Houve no Senado Federal, na terça-feira dia 10, uma reunião da Comissão do Meio Ambiente. Era para tratar dos impactos ambientais resultantes de uma possível futura mineração do potássio nas selvas do imenso Amazonas. Presidia a sessão o senador Blairo Maggi. Pouco se falou sobre meio ambiente, o motivo real da reunião seria colocar em foco o Projeto Potássio, que o Amazonas, competentemente, vem procurando transformar em realidade, e que é, sem duvidas, estratégico para o Brasil.

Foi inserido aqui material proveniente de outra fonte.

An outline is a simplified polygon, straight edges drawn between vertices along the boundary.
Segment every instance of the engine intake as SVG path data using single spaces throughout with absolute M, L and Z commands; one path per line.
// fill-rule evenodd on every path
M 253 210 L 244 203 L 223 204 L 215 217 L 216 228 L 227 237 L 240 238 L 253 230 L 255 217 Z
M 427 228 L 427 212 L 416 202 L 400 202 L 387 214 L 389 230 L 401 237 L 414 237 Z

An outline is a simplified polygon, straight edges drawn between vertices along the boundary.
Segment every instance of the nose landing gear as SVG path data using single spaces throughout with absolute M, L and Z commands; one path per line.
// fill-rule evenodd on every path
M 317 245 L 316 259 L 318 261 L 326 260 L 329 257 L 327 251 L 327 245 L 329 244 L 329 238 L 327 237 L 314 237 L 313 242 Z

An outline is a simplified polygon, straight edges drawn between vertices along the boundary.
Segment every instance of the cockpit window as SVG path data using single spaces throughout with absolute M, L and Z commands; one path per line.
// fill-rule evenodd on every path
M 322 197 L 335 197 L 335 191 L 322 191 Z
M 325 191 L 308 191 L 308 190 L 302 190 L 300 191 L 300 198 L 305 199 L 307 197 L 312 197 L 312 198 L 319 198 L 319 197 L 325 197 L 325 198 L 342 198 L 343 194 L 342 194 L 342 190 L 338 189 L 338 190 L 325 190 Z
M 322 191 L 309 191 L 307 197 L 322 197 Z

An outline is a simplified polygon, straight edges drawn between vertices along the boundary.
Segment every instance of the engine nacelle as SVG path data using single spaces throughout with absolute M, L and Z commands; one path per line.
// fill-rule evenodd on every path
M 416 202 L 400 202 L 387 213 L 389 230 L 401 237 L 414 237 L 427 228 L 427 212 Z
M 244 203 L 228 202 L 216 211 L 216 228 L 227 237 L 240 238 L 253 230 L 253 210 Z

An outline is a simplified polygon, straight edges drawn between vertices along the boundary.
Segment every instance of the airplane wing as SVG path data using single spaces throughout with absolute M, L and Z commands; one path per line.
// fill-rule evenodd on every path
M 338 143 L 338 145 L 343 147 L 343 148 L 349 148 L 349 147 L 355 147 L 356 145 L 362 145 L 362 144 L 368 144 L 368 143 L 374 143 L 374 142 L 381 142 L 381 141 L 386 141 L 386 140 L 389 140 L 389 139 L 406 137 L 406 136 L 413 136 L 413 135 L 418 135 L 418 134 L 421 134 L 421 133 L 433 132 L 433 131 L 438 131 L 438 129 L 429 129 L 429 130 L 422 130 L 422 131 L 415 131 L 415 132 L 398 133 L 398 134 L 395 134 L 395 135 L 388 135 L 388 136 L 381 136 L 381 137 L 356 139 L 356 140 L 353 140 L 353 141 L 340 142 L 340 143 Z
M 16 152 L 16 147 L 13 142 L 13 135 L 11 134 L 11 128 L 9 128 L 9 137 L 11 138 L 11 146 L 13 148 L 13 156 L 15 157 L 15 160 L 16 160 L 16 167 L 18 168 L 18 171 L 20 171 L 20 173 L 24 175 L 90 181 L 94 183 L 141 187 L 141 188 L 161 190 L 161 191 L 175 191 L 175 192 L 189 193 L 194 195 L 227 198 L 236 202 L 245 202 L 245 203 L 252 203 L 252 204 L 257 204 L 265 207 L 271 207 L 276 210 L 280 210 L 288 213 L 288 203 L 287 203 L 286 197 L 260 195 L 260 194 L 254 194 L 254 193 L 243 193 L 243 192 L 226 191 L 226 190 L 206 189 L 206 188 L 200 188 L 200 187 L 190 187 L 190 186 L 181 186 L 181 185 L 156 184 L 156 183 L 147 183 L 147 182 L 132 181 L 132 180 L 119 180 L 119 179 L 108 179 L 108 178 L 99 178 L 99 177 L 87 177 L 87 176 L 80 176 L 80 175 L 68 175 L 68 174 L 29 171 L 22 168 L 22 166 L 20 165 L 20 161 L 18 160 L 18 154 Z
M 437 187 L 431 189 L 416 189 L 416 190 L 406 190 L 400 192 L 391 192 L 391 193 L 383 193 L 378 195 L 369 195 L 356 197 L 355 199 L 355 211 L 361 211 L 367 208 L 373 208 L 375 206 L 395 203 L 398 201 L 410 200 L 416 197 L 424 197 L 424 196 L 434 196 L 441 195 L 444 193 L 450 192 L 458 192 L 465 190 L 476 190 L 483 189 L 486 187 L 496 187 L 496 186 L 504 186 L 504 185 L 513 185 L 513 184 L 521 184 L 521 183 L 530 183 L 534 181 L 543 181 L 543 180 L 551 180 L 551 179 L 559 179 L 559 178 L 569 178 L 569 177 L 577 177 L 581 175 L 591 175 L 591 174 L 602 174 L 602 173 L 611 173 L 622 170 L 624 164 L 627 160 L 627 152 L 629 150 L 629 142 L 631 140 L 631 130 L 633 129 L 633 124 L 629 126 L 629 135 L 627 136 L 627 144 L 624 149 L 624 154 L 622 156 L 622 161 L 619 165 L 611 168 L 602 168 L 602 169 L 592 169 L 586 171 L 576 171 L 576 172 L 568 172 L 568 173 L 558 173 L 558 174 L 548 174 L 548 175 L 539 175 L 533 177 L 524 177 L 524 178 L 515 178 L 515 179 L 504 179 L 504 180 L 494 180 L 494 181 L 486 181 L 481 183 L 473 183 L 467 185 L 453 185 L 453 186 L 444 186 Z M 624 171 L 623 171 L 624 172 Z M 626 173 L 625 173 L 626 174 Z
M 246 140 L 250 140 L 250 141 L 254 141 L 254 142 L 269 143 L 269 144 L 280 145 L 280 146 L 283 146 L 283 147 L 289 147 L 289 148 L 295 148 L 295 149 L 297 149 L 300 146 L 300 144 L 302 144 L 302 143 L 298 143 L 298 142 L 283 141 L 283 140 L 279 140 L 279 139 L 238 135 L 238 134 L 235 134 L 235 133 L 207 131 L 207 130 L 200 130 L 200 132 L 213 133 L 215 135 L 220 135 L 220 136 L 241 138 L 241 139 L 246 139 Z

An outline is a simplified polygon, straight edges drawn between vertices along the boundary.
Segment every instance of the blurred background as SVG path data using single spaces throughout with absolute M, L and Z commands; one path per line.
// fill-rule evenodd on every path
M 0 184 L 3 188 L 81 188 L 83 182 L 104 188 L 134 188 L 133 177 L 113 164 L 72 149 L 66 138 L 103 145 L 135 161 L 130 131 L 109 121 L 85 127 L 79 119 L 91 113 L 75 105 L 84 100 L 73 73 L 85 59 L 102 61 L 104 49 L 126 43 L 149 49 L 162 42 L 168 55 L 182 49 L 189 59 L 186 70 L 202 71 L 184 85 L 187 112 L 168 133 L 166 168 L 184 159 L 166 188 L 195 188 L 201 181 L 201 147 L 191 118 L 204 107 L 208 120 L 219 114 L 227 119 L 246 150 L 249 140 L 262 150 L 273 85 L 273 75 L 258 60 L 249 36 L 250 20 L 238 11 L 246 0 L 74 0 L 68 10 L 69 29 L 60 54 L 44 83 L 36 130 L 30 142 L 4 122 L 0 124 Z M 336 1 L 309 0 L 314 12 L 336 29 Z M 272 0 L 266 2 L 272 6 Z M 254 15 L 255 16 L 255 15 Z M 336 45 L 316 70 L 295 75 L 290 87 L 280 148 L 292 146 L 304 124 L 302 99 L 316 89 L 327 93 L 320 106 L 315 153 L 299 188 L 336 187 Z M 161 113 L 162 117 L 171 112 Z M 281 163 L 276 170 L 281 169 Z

O secretário da Mineração do Amazonas geólogo Daniel Borges Neva, fez uma competente exposição sobre o projeto, acentuando a sua urgência, ao lembrar que em 2019 estará esgotada a única mina existente no Brasil, que é justamente a nossa, sergipana, de Taquari – Vassouras, e, a partir de então, o país terá de importar todo o potássio que consumir, agravando ainda mais as agruras da nossa balança comercial afetada por um superávit em fase minguante. Hoje, a mina sergipana produz algo em torno de 8% do consumo nacional de potássio, num mercado em acelerada expansão por força do crescimento e tecnificação da agricultura. O secretário de mineração amazonense defendeu com muita competência o seu projeto, deixando no ar duvidas sobre o Projeto Carnalita a ser desenvolvido em Sergipe substituindo o processo atual de geração do potássio através da silvinita, o mesmo a ser adotado no Amazonas para o aproveitamento econômico das jazidas no meio da imensa selva.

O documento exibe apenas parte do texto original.